Breaking out wasn’t the problem. Pedro knew that he was in the basement – the dungeon – of some sort of castle and that it was in the middle of a city. He had heard the noise of people passing – not traffic, there weren’t any cars, but the dull murmur of crowds, occasionally punctuated by shrill police whistles. There seemed to be a lot of police. He was near a kitchen. The more starved he was, the greater his sense of smell and he would have been able to name everything that had been cooked in the past week. This building was more than a prison. People lived here in the rooms upstairs. But the two guards – Ape and Weasel – came in from somewhere else. Pedro knew this because of the ash on their uniforms every morning. For some reason, the sky was full of ash and every morning there would be a fresh coating on their shoulders and sleeves.
He could trick Ape and Weasel and he could get out of the cell – but the problem was, what would he do next? He had no friends. He had no money. He was in a strange country that could be anywhere in the world. Almost certainly, he wouldn’t even be able to speak the language. And he didn’t know where to go. The best thing would be to find the door that had brought them to the Abbey and to use it to return to Peru. But he had no idea where it was. On his own, he would have no hope of finding it.
And then there was Scott. He couldn’t leave him behind. Somehow he had to find the American boy and take him along too.
One thing at a time…
Pedro had been watching his guards carefully, examining them as he walked around the yard, and he had noticed something. While he was pacing out his endless, pointless circles, Ape just sat there, occasionally smoking a roll-up cigarette. But Weasel had a hobby. He was carving something out of a piece of wood. It might have been a little statuette or a chess piece but that didn’t matter. What interested Pedro was the Swiss Army knife he was using. When the hour was up and they escorted him back to his cell, Weasel slipped it into his right-hand jacket pocket.

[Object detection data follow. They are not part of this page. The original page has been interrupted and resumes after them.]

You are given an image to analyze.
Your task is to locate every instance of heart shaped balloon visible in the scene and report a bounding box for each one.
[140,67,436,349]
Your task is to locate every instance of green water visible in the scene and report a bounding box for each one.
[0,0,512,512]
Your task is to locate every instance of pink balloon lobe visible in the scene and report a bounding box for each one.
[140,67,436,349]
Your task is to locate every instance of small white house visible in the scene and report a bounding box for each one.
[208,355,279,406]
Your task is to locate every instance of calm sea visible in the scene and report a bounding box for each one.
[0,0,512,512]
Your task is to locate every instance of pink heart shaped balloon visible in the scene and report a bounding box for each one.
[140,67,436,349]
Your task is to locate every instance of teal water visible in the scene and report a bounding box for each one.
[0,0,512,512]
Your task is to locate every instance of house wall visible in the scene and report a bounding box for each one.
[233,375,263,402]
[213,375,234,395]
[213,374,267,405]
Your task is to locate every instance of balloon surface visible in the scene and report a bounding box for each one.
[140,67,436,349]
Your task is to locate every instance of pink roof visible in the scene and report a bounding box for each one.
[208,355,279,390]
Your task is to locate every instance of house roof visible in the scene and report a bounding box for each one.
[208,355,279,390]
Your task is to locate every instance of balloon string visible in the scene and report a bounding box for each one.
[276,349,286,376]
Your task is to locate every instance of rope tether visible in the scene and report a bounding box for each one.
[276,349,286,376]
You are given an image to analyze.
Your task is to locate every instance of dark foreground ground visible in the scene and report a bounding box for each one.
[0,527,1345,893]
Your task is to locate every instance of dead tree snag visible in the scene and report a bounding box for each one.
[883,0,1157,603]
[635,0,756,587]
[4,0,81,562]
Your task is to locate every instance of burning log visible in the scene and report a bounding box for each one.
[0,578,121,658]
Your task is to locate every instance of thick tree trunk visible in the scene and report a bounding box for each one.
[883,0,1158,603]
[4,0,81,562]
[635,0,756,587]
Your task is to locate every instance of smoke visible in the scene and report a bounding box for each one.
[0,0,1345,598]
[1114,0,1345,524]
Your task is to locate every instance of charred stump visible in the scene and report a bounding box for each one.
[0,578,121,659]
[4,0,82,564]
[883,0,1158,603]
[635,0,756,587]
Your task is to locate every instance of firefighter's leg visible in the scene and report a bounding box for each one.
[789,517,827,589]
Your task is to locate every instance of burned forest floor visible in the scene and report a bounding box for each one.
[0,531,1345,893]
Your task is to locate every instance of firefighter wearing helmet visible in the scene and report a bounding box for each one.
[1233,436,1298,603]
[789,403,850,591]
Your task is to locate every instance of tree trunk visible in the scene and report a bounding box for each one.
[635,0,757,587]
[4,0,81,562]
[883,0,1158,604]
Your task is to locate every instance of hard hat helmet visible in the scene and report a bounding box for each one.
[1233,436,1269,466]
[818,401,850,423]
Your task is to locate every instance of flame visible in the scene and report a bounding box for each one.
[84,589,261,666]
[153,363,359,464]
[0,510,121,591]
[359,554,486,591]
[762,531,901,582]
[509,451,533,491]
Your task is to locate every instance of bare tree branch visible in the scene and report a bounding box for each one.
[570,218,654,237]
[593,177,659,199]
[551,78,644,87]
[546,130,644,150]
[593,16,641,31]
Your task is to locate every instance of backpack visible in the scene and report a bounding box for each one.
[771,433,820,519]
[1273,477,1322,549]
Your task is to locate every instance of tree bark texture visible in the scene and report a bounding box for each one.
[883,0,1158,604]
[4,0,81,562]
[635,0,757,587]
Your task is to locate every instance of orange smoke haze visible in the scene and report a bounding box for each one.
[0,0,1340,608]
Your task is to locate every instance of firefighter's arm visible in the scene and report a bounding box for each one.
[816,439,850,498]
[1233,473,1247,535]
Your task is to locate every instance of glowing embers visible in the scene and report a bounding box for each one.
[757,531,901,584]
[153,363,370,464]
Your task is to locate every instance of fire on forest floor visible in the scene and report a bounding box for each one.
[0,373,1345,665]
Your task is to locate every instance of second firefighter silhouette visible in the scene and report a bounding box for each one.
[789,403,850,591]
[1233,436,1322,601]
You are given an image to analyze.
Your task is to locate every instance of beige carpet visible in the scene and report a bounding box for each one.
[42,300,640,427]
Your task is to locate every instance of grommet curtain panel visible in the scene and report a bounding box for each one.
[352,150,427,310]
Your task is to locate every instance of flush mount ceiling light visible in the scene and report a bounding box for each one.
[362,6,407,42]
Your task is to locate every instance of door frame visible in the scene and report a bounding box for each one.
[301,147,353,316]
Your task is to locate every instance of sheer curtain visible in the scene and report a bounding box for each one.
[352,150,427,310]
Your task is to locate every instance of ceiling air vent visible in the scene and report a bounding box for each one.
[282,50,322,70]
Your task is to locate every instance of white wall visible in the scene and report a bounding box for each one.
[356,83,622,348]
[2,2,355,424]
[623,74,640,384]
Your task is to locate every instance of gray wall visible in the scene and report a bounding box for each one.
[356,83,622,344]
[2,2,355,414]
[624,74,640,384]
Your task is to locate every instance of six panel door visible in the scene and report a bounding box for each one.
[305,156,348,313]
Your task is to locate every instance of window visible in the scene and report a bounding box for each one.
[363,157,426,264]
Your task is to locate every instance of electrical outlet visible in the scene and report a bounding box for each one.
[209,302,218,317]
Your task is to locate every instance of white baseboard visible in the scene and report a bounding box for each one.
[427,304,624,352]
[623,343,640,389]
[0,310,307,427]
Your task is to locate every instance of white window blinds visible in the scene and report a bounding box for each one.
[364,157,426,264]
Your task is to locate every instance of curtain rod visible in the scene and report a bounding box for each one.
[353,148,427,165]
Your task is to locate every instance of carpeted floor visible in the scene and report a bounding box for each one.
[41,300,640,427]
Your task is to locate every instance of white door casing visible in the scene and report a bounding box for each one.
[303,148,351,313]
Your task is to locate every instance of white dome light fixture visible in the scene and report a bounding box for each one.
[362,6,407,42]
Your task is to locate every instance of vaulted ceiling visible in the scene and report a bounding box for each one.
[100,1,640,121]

The knife was everything Pedro needed. It was a key. It was a weapon.
And he knew how to get it.
The next time they took him out, he was ready. His finger was already feeling a lot better. For anyone else, it would have taken a month to heal – but Pedro was not anyone else. From a very early age he had learnt how to survive and now all his energies were channelled into exactly that. He took a shower, standing naked under the dribbling cold water, idly watching it swirl around and drain out of the manhole set in the floor. He dried himself with the dirty rag that they gave him as a towel. He got dressed again and followed the two men into the yard.
As usual, he spent sixty minutes walking between the blank walls and beneath the dirty, black sky. He wondered why it always smelled of burning. Perhaps part of the city had caught fire – but surely it couldn’t still be smouldering more than a month later? Well, he would find out soon enough.